- Directed by: John Murlowski
- Written by: T.L. Petrie
- Starring: Michael Nouri Marina Sirtis Matthew Ewald
- Release date: April 26, 2002;
- Running time: 90 minutes
- Countries: United States United Kingdom
- Language: English

= Terminal Error =

2002 film directed by John Murlowski

Terminal Error is a 2002 science fiction thriller directed by John Murlowski and starring Michael Nouri, Marina Sirtis, Matthew Ewald and Timothy Busfield.

==Plot==
Elliot, a vengeful ex-employee of a computer firm wants revenge and befriends the boss Brad's son Dylan giving him an MP3 file containing a computer virus.

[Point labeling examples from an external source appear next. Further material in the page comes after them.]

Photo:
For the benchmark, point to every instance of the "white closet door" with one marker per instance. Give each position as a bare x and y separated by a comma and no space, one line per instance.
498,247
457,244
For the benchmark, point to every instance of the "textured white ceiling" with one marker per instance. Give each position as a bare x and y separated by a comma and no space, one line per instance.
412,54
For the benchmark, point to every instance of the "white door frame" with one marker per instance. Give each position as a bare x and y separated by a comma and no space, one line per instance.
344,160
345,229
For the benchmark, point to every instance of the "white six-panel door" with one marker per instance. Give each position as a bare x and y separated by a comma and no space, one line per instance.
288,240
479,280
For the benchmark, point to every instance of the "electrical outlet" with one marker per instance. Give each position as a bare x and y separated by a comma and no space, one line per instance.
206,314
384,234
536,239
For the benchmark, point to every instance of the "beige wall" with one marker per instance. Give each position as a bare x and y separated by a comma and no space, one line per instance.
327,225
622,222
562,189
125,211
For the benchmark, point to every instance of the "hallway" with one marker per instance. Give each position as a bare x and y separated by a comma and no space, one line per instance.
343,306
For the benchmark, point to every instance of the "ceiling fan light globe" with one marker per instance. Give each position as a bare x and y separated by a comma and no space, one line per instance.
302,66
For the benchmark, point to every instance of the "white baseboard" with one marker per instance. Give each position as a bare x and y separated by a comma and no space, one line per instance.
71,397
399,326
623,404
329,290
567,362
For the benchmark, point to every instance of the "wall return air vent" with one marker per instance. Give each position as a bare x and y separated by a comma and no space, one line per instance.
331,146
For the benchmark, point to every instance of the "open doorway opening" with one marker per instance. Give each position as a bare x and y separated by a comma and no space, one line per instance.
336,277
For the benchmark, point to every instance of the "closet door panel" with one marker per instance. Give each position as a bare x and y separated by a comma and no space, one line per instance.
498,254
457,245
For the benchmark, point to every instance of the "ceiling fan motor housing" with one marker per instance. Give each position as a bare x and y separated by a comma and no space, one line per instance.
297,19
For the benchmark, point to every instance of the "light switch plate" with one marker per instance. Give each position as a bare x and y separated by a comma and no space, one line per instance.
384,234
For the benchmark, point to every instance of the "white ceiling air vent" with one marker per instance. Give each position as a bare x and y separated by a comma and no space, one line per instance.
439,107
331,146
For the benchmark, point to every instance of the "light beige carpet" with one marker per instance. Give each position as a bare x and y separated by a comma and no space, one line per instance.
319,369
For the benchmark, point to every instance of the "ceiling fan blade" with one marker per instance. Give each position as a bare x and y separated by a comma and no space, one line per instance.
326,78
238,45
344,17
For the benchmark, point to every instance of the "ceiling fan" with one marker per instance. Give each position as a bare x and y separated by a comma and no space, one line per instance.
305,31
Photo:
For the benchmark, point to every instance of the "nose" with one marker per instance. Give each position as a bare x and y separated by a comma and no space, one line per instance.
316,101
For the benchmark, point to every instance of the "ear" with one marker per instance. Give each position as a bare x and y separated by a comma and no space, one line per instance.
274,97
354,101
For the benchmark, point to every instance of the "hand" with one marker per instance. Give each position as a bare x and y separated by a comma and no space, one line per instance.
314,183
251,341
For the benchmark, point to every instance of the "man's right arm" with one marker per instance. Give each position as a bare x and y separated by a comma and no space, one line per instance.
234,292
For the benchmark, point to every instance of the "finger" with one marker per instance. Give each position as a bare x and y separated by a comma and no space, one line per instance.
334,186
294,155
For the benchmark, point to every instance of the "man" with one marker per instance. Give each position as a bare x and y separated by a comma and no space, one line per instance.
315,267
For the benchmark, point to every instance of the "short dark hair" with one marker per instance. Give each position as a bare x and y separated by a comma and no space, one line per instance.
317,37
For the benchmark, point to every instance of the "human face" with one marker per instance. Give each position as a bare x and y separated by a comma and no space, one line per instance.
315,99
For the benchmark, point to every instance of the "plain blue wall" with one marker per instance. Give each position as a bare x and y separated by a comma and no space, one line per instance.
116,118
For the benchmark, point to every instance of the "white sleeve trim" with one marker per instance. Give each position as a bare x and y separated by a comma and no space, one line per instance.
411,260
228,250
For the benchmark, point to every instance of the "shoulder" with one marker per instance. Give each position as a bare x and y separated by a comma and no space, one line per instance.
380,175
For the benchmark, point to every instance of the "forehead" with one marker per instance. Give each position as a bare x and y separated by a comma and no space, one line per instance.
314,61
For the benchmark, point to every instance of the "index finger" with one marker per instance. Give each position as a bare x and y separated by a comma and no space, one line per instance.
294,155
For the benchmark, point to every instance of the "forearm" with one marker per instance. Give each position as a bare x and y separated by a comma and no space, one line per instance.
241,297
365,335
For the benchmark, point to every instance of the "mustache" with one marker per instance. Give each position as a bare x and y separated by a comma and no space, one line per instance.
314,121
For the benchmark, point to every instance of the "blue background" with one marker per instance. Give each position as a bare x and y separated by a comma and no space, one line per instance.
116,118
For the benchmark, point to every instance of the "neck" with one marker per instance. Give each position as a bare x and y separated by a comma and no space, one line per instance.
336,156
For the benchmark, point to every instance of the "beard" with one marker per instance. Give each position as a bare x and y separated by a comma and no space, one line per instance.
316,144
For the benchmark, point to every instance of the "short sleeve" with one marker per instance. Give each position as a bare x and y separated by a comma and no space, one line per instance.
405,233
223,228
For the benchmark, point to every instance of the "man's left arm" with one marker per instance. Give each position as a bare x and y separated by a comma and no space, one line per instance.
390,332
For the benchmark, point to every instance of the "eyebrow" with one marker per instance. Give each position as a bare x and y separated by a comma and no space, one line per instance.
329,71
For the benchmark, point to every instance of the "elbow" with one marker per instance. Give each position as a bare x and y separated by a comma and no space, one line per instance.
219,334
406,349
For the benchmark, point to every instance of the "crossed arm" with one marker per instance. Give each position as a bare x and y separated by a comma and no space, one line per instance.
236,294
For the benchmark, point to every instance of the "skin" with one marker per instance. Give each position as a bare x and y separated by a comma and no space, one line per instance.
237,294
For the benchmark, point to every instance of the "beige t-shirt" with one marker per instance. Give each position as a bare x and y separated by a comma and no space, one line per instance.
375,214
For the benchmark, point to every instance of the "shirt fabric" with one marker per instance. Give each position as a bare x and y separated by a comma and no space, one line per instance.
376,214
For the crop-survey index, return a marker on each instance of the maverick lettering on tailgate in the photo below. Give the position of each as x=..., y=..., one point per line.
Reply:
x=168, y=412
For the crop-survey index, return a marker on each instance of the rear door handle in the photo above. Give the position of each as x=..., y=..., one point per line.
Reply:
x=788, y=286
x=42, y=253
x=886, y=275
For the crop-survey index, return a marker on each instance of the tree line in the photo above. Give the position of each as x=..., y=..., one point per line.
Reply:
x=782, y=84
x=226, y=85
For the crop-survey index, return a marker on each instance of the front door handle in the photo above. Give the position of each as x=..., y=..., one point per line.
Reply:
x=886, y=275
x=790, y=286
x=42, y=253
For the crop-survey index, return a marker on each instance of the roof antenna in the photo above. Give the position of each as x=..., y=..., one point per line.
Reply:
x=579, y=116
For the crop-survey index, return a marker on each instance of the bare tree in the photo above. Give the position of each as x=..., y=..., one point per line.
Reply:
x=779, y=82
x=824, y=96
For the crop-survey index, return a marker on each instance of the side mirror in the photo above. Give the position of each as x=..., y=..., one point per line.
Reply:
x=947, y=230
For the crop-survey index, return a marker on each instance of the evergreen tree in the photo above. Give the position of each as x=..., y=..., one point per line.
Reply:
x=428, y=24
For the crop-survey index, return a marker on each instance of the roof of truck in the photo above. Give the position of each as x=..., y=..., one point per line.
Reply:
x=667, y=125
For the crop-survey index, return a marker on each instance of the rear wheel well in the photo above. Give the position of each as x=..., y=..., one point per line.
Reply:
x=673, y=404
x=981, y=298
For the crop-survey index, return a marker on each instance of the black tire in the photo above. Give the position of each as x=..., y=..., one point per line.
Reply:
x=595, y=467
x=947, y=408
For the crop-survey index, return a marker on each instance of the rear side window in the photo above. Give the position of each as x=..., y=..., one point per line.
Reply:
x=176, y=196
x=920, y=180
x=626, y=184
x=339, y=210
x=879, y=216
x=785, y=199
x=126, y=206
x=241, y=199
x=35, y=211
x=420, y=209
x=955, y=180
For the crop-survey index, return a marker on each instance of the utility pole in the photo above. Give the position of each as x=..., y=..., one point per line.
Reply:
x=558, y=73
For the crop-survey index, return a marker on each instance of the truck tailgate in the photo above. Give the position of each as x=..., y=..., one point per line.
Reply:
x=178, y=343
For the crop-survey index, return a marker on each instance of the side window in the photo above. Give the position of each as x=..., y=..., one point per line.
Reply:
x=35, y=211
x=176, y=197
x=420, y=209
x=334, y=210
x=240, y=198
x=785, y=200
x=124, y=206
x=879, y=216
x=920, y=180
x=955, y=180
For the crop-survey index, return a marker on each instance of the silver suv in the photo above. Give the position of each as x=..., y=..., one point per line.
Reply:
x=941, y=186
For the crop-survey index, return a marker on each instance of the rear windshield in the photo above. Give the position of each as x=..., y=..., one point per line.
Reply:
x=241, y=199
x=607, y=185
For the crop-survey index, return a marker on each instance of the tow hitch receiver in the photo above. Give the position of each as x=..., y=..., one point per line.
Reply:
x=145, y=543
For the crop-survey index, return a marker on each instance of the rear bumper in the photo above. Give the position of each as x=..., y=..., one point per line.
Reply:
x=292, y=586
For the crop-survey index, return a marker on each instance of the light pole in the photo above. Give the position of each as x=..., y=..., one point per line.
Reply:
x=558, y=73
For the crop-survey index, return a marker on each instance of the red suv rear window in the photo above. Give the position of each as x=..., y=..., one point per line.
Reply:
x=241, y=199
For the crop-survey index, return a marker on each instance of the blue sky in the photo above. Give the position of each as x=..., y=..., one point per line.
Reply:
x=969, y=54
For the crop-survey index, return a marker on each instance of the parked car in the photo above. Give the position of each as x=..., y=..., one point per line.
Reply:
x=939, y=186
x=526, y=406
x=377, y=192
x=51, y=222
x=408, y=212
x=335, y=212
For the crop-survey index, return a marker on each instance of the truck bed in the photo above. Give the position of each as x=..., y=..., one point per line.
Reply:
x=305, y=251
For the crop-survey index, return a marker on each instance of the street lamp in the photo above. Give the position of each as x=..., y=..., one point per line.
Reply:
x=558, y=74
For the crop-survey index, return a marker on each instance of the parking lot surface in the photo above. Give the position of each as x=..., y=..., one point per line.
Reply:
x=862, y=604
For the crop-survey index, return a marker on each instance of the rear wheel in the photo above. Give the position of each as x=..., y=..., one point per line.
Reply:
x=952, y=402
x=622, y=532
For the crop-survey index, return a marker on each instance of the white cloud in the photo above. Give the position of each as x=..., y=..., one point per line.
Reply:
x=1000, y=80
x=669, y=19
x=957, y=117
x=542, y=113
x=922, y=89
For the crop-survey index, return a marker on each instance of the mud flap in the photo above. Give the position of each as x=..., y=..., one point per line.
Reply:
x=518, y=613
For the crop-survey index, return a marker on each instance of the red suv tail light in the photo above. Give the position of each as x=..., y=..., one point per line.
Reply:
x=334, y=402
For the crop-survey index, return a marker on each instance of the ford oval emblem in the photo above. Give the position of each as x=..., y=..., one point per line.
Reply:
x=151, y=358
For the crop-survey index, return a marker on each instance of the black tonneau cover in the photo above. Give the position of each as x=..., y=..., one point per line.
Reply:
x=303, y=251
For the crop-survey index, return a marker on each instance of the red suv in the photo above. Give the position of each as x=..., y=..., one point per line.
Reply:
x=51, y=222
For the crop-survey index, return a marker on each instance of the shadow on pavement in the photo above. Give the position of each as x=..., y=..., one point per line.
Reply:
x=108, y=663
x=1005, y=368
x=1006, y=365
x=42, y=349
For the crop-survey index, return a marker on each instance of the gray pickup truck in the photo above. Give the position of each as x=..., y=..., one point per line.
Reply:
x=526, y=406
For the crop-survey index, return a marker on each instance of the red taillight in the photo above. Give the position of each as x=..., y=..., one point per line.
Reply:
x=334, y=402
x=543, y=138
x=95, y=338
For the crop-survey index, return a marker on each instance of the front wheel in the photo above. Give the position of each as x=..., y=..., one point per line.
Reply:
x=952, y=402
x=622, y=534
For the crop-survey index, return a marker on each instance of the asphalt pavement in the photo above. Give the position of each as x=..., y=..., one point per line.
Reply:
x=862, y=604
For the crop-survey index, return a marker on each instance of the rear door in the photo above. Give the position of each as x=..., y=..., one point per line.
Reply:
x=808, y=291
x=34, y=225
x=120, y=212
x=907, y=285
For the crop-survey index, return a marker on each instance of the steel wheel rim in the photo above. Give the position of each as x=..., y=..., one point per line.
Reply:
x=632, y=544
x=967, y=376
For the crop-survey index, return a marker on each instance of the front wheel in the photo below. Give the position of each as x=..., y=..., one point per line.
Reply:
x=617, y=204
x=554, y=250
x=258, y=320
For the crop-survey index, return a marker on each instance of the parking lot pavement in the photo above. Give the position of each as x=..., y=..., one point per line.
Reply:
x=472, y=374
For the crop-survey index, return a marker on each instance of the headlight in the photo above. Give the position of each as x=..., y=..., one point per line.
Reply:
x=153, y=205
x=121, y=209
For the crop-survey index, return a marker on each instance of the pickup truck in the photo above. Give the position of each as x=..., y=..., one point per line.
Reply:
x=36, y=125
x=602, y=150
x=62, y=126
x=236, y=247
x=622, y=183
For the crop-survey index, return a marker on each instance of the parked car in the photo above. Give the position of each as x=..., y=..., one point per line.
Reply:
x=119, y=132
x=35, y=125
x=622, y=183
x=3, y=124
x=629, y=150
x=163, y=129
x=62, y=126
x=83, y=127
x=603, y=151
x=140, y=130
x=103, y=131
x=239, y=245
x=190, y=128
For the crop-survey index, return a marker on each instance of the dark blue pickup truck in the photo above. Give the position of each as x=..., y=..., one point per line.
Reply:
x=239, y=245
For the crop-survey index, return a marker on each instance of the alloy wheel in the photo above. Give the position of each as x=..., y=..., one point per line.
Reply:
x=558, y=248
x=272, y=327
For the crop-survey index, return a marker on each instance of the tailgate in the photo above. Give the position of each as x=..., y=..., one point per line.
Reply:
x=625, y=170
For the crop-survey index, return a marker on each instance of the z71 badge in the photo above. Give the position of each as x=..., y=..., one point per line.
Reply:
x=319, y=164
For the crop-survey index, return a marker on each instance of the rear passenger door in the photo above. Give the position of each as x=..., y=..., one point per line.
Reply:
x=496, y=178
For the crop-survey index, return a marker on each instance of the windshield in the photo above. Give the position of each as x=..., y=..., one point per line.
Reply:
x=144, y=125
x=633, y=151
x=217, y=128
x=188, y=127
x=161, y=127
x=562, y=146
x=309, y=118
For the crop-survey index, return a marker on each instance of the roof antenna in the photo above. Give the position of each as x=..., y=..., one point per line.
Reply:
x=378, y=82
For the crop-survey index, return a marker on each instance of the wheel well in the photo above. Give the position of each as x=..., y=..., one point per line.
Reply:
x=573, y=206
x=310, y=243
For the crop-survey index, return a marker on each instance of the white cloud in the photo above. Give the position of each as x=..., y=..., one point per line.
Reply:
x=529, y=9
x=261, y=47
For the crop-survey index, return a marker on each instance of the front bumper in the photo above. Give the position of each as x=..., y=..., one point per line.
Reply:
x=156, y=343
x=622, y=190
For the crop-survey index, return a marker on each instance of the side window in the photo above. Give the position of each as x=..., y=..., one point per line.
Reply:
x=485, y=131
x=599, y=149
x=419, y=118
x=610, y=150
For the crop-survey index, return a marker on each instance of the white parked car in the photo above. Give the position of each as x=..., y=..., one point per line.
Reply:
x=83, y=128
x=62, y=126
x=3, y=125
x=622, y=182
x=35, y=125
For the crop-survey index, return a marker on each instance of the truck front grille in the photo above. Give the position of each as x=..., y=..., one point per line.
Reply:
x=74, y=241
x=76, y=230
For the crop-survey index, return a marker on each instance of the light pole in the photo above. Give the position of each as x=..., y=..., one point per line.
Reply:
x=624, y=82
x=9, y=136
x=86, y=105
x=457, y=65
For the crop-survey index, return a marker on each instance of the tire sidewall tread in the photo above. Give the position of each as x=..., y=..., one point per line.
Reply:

This virus creates havoc all across the city by poisoning the water with chlorine, making planes crash and ultimately developing an intelligence of its own. The virus is eventually traced to a server and is terminated by another equally powerful virus created by Brad and Dylan with a Game Boy Color.

==Cast==
- Michael Nouri as Brad Weston
- Marina Sirtis as Alex
- Matthew Ewald as Dylan
- David Wells as Russ
- Timothy Busfield as Elliot Nescher
- Audrey Wasilewski as Kathy
- Robert Covarrubias as Kenny
- Rick Cramer as Detective
- David Storrs as Recruit
- Kim Delgado as Franklin
- Jane Yamamoto as Miriam
- Robert Leon Casey as Pilot
- Scott Clifton as Jock

==Home media==
Flashback Entertainment released a transfer of the film in Australia as a three-DVD package "Thriller" with Brand New World (titled "Woundings") and Taxman (cat. 7360).